Newly published data from a Phase 1 human trial testing the safety of berzosertib reveals the experimental therapy is both safe and potentially efficacious. The Phase 1 trial tested the drug in around 40 patients with a variety of advanced tumors.
Phase 1 trials are not designed to investigate efficacy, instead they primarily focus on the safety and tolerability of a new drug in human subjects. However, as the study reports, the secondary anti-tumor endpoints seen in the trial were unexpectedly strong.
Over half of the cohort given the drug showed tumor growth halting, and the effect was even more prominent in subjects also concurrently receiving chemotherapy. A striking 15 out of the 21 subjects receiving chemotherapy alongside berzosertib saw their disease stabilize.
Darius Widera, from the University of Reading, suggests it may be too early to call this drug a game-changer, but notes the Phase 1 trial data is very encouraging.
“… the unusually strong effects of berzosertib, especially in combination with conventional chemotherapy, give reasons to be optimistic regarding the outcomes of follow-up studies with larger patient numbers and appropriate placebo controls,” says Widera, who did not work on this Phase 1 trial.

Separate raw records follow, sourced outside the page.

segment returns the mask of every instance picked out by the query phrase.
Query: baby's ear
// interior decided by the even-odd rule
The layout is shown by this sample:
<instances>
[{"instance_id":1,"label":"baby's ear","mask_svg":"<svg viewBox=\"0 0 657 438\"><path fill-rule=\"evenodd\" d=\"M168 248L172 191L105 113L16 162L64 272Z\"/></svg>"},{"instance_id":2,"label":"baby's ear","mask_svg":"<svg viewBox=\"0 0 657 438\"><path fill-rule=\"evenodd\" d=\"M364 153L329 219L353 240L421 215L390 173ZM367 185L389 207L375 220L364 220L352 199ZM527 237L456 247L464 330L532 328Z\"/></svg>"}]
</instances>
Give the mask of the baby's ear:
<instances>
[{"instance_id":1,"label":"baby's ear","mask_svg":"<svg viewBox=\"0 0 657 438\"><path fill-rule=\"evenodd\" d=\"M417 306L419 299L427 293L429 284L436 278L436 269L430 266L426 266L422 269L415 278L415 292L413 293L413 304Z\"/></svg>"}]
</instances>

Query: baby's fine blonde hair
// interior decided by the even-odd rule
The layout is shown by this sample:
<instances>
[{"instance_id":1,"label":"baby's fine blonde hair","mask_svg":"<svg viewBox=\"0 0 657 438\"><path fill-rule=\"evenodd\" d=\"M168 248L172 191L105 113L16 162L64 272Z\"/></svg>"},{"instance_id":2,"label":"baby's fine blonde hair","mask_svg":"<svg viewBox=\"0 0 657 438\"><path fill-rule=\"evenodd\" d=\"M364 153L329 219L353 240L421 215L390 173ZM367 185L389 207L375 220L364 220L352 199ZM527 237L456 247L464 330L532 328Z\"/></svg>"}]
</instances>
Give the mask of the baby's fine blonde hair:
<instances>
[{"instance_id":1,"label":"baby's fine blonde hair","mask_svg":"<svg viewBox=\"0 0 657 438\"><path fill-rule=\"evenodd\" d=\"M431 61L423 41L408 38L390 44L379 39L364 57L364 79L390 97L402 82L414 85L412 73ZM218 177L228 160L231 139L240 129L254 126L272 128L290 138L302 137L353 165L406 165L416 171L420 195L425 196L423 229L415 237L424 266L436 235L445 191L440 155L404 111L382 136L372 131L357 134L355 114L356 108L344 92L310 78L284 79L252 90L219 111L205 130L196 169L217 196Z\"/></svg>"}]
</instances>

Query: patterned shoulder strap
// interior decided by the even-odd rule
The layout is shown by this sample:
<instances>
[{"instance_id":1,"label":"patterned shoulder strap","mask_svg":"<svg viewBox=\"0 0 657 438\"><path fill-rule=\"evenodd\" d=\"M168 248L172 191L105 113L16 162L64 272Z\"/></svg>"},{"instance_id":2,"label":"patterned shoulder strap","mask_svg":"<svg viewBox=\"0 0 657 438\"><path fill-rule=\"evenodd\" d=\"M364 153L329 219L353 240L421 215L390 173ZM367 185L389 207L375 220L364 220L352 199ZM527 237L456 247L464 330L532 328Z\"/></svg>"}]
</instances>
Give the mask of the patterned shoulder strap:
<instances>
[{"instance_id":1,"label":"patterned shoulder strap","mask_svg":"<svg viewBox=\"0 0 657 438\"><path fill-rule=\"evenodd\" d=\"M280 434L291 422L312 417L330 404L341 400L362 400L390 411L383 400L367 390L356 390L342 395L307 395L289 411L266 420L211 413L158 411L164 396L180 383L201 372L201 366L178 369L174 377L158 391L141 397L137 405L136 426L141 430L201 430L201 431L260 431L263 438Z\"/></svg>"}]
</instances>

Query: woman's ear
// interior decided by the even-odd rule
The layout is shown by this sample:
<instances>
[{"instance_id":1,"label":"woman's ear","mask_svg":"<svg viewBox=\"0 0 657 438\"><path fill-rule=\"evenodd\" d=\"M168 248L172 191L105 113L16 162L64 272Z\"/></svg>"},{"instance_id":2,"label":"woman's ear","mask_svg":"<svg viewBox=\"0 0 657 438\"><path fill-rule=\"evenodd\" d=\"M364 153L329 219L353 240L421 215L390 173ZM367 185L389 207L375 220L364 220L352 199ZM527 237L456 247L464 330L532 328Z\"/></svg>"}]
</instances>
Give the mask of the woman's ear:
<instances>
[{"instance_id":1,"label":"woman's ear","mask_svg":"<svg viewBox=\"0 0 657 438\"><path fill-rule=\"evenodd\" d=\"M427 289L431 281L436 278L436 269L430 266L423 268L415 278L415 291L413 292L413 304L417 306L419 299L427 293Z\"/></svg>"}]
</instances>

The results of a more recently completed Phase 2 trial, testing berzosertib in combination with chemotherapy for patients with severe ovarian cancer, revealed those treated with the combination therapy lived substantially longer than a control group treated with chemotherapy alone.
“Our results in his Phase 2 trial suggest that ATR inhibition in combination with chemotherapy has the potential to offer significant benefit to patients with chemotherapy-resistant HGSOC [high-grade serous ovarian cancer] and, potentially, other tumor types where ATR plays a key role,” says Konstantinopoulos, lead author on the Phase 2 berzosertib study.
It is still early days for these ATR inhibitor trials, but Paul Workman from the Institute of Cancer Research in the UK is excited about the promise this new treatment shows.
“Targeting a cancer’s ability to repair its DNA is a fundamentally important avenue of cancer research which has delivered some of the most important advances against the disease in recent years,” says Workman. “I’m keen to explore the potential for these ATR inhibitors to overcome resistance to other targeted drugs and to form effective treatment combinations.”
The Phase 1 study was published in the Journal of Clinical Oncology, while the Phase 2 study was published in The Lancet Oncology.